Attracting the young ‘uns has been a problem of mounting significance for Republican presidential candidates for some time now. Back in 2004, a comparatively high 45 percent of 18-29 year olds voted to reelect George W. Bush. Four years later, John McCain took home a measly 32 percent of those votes. Mitt Romney performed slightly better among younger voters in 2012, but he still got blown out by Barack Obama in that age cohort.
Newly christened Republican nominee Donald Trump, however, is comically underperforming even McCain’s awful showing. The most recent McClatchy-Marist poll shows Trump running fourth among 18-29 year olds – behind both Green Party nominee Jill Stein and libertarian candidate Gary Johnson – with a miserable 9 percent. Fox News’ latest poll puts Trump’s support among voters under 35 at 23 percent, just ahead of Johnson. He’s at 15 percent with voters under 30 in the latest Economist/YouGov poll. That’s obviously bad news for Trump’s chances in November, but the longer term implications of having a presidential nominee who so effectively repels younger voters could be a big problem for the GOP.
To explain why, let’s turn to the 2002 book, "Partisan Hearts and Minds," by political scientists Donald Green, Bradley Palmquist and Eric Schickler. The thesis they lay out treats political partisanship as a facet of voters’ social identities, similar in many respects to their religious identifications. And once a voter’s political identity is developed, they write, it endures for a long time:
Partisan attachments form relatively early in adulthood. … When people feel a sense of belonging to a given social group, they absorb the doctrinal positions that the group advocates. However party and religious identifications come about, once they take root in early adulthood, they often persist. Partisan identities are enduring features of citizens’ self-conceptions. They do not come and go with election cycles and campaign ephemera. The public’s interest in party politics climbs as elections draw near, but partisan self-conceptions remain intact during peaks and lulls in party competition.
Assuming this thesis bears out, the problem facing the GOP becomes obvious. They’ve already had two consecutive elections marked by massive enthusiasm among younger voters for a Democratic president who is both politically popular and pop-culture savvy. Many of these voters have no memory or strong attachment to the scandals of the Clinton years; the backdrop for their political awakening was the Iraq catastrophe and the economic meltdown of the Bush years. To the extent that they’ve been exposed to Republican governance, it’s been typified by John Boehner’s bungling in the House, Ted Cruz’s shutdown antics and the general dysfunction that has attended the GOP’s hard lurch to the right.
And now, after all that, the Republican standard bearer for the 2016 election is Donald Trump, who is proving especially adept at driving young voters away from the GOP. With each successive election going back to 2008, the GOP has been alienating younger voters and giving new voters who are just forming their political identities compelling reasons to vote against them.

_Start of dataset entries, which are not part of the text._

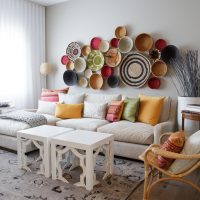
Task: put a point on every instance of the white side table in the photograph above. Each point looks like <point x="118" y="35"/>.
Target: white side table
<point x="40" y="136"/>
<point x="91" y="143"/>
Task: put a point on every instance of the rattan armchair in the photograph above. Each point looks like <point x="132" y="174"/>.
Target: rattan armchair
<point x="154" y="174"/>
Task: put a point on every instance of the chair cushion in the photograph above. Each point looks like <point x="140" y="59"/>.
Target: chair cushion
<point x="51" y="119"/>
<point x="125" y="131"/>
<point x="89" y="124"/>
<point x="102" y="98"/>
<point x="175" y="144"/>
<point x="192" y="146"/>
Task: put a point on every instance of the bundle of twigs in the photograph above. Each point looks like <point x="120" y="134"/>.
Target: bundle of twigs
<point x="186" y="70"/>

That's eight solid years of bad first impressions that will reverberate for years to come.
The risk for the Republicans is that they've given away an entire generation of voters to the Democrats. Undoing that damage will take a long time, and Republican officials are well aware of how bad this could be for them. The Republican National Committee’s “Growth & Opportunity Project,” commissioned in the aftermath of Mitt Romney’s 2012 defeat, spelled it out in stark terms.
“For many of the youngest voters and new 2016 voters, their perception of the two parties was born during the Barack Obama era, and that perception will help determine their worldview moving forward,” it said. “The RNC must more effectively highlight our young leaders and fundamentally change the tone we use to talk about issues and the way we are communicating with voters.”
Instead of doing that, they nominated Donald Trump.